# New Lease Liabilty



## gary martin (Sep 23, 2004)

Need help with setting up new lease/club. Would appreciate any input concerning liabilaty of lease holder, and land owner?
Thanks guys
Gary gjmartin9@hotmail.com


----------



## DoDahDaze (Sep 23, 2004)

Gary,

You may want to check out the sites listed below.  Most include sample leases for review or for your use.  Basically the landowner wants to protect themselves from any liability, insure the land will be used for hunting and insure the land isn't trashed.  

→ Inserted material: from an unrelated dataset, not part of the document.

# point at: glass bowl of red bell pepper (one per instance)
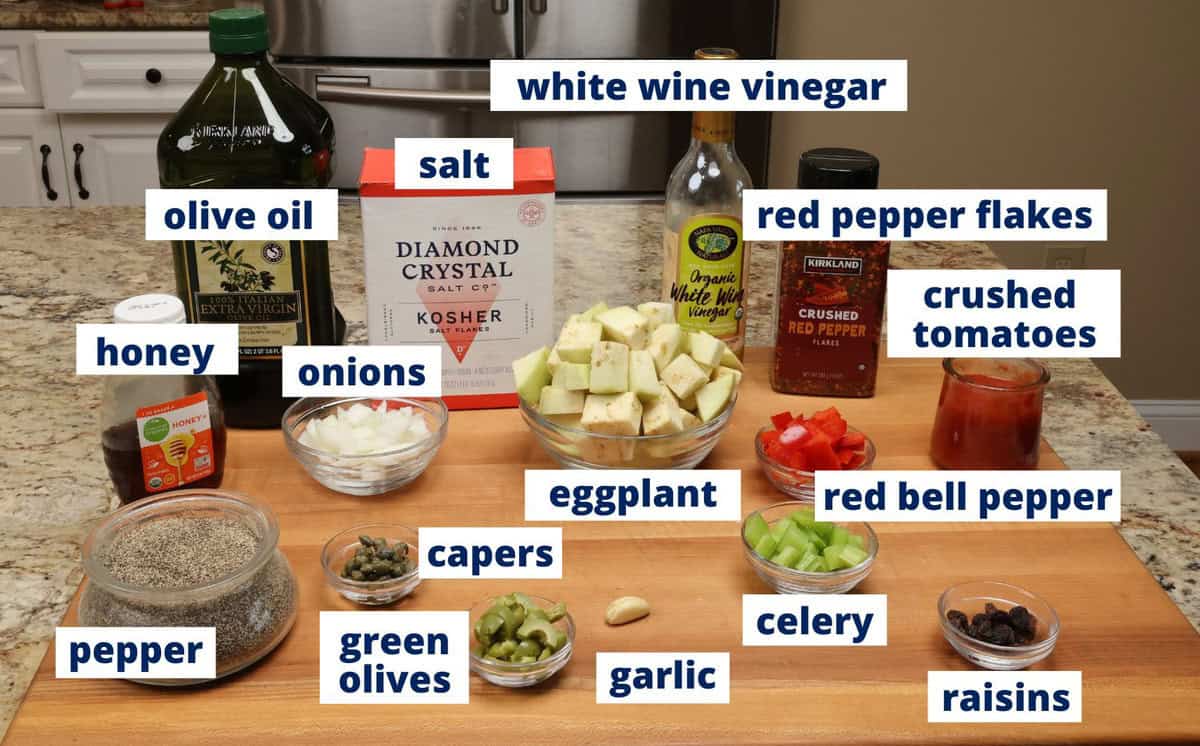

As the Lessee you need to consider the implications of any members who will be hunting the lease.  You want to protect yourself from any of their actions.  You may want to consider an agreement (contract) between the club or you and any members to make sure they understand what is or isn't permitted and include some type of waiver of liability for you or the club. 

Send me an email and I can send a member agreement we use at our club.  Had to create this since we had a bad experience with an ex-member.  

http://www.forestry.uga.edu/warnell/service/library/l0397/

http://www.agmanager.info/farmmgt/land/lease/hunting/example leases.pdf

http://www.huntingpages.com/hunleasag.html

http://www.naturalresources.umd.edu/Pages/Hunting_Lease.html


----------